I have some view with long calculations.
def some_view(request):
...
uuid = task_queue.add_task(method_name, params) #method_name(params) returns HttpResponse
return redirect('/please_wait/?uuid={0}'.format(uuid))
And please_wait view:
def please_wait(request):
uuid = request.GET.get('uuid','0')
ready = task_queue.task_ready(uuid)
if ready:
return task_queue.task_result(uuid)
elif ready == None:
return render_to_response('admin/please_wait.html',{'not_found':True})
else:
return render_to_response('admin/please_wait.html',{'not_found':False})
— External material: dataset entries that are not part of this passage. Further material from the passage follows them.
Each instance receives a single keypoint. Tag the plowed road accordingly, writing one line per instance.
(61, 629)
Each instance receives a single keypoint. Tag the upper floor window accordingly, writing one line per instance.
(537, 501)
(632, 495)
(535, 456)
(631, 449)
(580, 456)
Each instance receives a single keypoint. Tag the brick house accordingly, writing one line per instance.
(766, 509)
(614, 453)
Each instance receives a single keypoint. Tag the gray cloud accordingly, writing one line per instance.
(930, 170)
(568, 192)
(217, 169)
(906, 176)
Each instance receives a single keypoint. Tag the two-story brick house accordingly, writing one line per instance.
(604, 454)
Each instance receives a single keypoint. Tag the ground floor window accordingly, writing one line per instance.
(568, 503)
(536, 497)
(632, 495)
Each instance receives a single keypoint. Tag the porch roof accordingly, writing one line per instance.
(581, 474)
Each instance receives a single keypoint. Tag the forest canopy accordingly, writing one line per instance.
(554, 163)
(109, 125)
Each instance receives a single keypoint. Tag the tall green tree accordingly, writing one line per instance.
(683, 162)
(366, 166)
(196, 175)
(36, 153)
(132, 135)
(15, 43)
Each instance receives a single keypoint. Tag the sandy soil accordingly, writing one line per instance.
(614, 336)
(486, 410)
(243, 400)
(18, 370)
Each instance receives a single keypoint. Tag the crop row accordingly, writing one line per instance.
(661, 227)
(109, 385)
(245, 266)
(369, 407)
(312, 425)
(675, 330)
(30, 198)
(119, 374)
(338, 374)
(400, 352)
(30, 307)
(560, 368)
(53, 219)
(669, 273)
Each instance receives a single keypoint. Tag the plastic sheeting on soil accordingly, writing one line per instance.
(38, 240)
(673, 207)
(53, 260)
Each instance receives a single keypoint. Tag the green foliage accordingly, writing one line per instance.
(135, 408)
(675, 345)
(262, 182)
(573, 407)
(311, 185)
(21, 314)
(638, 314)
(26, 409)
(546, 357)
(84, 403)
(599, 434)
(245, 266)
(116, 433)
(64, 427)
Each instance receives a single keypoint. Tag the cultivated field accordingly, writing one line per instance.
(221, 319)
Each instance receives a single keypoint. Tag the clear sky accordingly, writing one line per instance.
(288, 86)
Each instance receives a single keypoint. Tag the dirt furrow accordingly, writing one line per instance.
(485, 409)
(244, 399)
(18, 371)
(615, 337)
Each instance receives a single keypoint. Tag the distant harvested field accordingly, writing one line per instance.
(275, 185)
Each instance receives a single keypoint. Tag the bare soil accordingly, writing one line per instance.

And last code, my TaskQueue:
class TaskQueue:
def __init__(self):
self.pool = ThreadPool()
self.results = {}
self.lock = Lock()
def add_task(self, method, params):
self.lock.acquire()
new_uuid = self.generate_new_uuid()
while self.results.has_key(new_uuid):
new_uuid = self.generate_new_uuid()
self.results[new_uuid] = self.pool.apply_async(func=method, args=params)
self.lock.release()
return new_uuid
def generate_new_uuid(self):
return uuid.uuid1().hex[0:8]
def task_ready(self, task_id):
if self.results.has_key(task_id):
return self.results[task_id].ready()
else:
return None
def task_result(self, task_id):
if self.task_ready(task_id):
return self.results[task_id].get()
else:
return None
global task_queue = TaskQueue()
After task addition I could log result providing it's uuid for some seconds, and then it says that task doesn't ready. Here is my log: (I am outputting task_queue.results)
[INFO] 2013-10-01 16:04:52,782 logger: {'ade5d154': <multiprocessing.pool.ApplyResult object at 0x1989906c>}
[INFO] 2013-10-01 16:05:05,740 logger: {}
Help me, please! Why the hell result disappears?
UPD: #freakish helped me to find out some new information. This result doesn't disappear forever, it disappears sometimes if I will repeat my tries to log it.
[INFO] 2013-10-01 16:52:41,743 logger: {}
[INFO] 2013-10-01 16:52:45,775 logger: {}
[INFO] 2013-10-01 16:52:48,855 logger: {'ade5d154': <multiprocessing.pool.ApplyResult object at 0x1989906c>}
OK, so we've established that you are running 4 processes of Django. In that case your queue won't be shared between them. Actually there are two possible solutions AFAIK:
Use a shared queueing server. You can write your own (see for example this entry) but using a proper one (like Celery) will be a lot easier (if you can't convince your employer to install it, then quit the job ;)).
Use database to store results inside it and let each server do the calculations (via processes or threads). It does not have to be a proper database server. You can use sqlite3 for example. This is more secure and reliable way but less efficient. I think this is easier then queueing mechanism. You simply create table with columns: id, state, result. When you create job you update entry with state=processing, when you finish the job you update entry with state=done and result=result (for example as JSON string). This is easy and reliable (you actually don't need a queue here at all, the order of jobs doesn't matter unless I'm missing something).
Of course you won't be able to use this .ready() functions with it (you should store results inside these storages) unless you pickle results but that is an unnecessary overhead.